但與此時鄭直使出來的盈虛神劍真訣相比,他們又有著同樣的不同點。那就是無論是花生的勇猛風格,還是李應飛的靈動風格,都有著年輕人朝陽一般的銳氣。該出劍時,絕不畏縮。
鄭直的劍雖然也很凌厲,但李應飛總有這樣一種感覺:這家夥無論何時,始終都只出了七分力,而給自己留了三分轉圜的余地。
兩種風格,孰優孰劣,以李應飛此時的境界,還難以拿捏。但看了這麽久,給他最直觀的感受,還是覺得這家夥可怕。
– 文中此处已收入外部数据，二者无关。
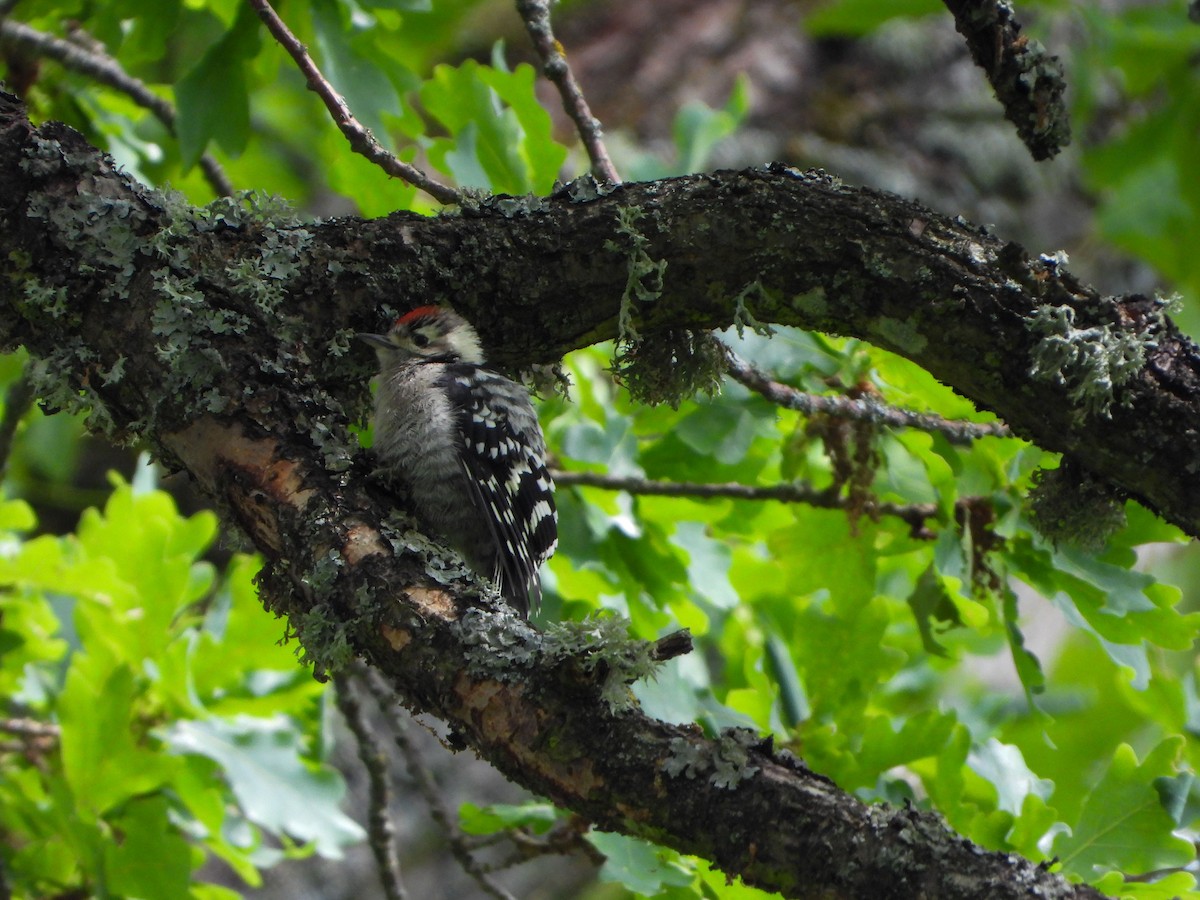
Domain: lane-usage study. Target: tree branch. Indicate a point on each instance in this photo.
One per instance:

不單單在於他對盈虛神劍真訣超越同齡人的理解,更在於他的自律,他的心性。
一個連對自己都如此苛刻的人,還有什麽能夠嚇阻他。
有多少在這個年齡階段的人,還日複一日年複一年地練著這些看起來沒什麽鳥用的基礎劍招。
隻此一點,便少有人能與之相比。
一刻多鍾以後,李應飛伸長了個懶腰,看得意興闌珊。於是他索性飛了下去,朝著鄭直所在的院落,就近觀察這個曾經的宿敵。
魂沒有重量,無形無相,從飛起到降落,悄無聲息。
鄭直在院落的正中位置,李應飛穿過院子南面的亭台,正好落在了亭台的長椅上,順勢坐了下去。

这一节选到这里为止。